With the arrival of Mayor Rahm Emanuel this has been a time for rapid change and a serious discussion about the direction of this city. Alderman Sawyer has been a major figure in these discussions. He took the fact that he was elected to be independent very seriously, and has been judicious about when he has sided with the Mayor and when he has not. When it comes to addressing the fiscal challenges, Alderman Sawyer has been guided by the principles that the brunt of the burden cannot strictly be placed on those who can least afford it. Alderman Sawyer has also fought for investment and the expansion of services in the communities in his ward. After experiencing a summer of very slow response times by the Bureau of Electricity and the Department of Forestry, Alderman Sawyer worked within the budget process to secure more trucks for each department to get that work completed. Alderman Sawyer voted against allowing the city of confiscate income taxes for money owed to the city, as well as the speed camera ordinance because they seemed regressive ways to increase revenue.

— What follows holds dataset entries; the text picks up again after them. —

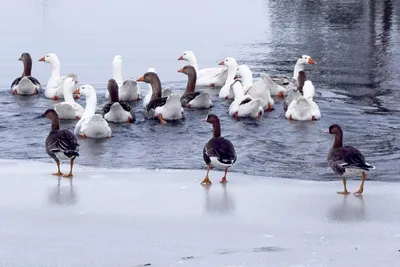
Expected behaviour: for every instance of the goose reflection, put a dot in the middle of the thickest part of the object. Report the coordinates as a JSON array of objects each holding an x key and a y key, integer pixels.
[
  {"x": 351, "y": 209},
  {"x": 63, "y": 195},
  {"x": 219, "y": 202}
]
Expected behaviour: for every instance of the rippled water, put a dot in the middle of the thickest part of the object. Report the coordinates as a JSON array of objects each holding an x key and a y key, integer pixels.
[{"x": 356, "y": 45}]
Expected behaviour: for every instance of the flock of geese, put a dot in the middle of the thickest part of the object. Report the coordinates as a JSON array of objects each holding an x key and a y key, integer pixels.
[{"x": 236, "y": 84}]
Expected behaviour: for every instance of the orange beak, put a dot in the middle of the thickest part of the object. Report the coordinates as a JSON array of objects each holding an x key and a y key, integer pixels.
[{"x": 311, "y": 61}]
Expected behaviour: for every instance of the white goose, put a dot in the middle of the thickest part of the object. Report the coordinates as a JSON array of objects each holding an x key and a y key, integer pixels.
[
  {"x": 91, "y": 125},
  {"x": 232, "y": 66},
  {"x": 69, "y": 109},
  {"x": 165, "y": 92},
  {"x": 244, "y": 105},
  {"x": 257, "y": 90},
  {"x": 54, "y": 87},
  {"x": 129, "y": 90},
  {"x": 304, "y": 108},
  {"x": 205, "y": 77},
  {"x": 299, "y": 66}
]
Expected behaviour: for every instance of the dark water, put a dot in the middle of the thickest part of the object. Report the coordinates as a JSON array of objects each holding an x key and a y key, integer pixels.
[{"x": 356, "y": 45}]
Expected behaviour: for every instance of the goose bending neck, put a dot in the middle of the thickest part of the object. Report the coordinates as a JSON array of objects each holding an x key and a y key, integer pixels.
[
  {"x": 91, "y": 102},
  {"x": 192, "y": 77}
]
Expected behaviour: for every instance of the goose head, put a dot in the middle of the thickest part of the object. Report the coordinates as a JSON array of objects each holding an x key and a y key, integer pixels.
[
  {"x": 307, "y": 60},
  {"x": 308, "y": 89},
  {"x": 230, "y": 63},
  {"x": 49, "y": 58}
]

He supported the overall budget
and the infrastructure trust, because those seemed like well-intentioned vehicles to fund the sorts of major improvements that are desperately needed in the 6thWard. Even with those votes it was a deliberative process where he earned the respect of the Mayor’s office, and often receives individual briefings when he requires more information. Alderman Sawyer voted against the ward remap, as it has separated communities. His attempt in the process was to maintain single representation of as many middle class wards as possible. However, it was clear that due to a reduction of population, according to the census, there was going to have to be some shifts in ward boundaries. The balance between protecting overall black representat ion in the 6th Ward was difficult, but the best idea would have been to maintain full communities. As the interests of residents where being ignored for political reasons, Alderman Sawyer could not support the map. Alderman Sawyer was a co-sponsor of the Clean Air Ordinance, stood against the library cuts, and served on the Mayor’s Aldermanic Sign Task Force. He is also in the working group to increase regulations on metal yards, that have been accepting stolen goods. In all it has been an excited first year including thousands of service requests accepted through every form of current technology as well as better getting to know our 6th Ward Neighbors.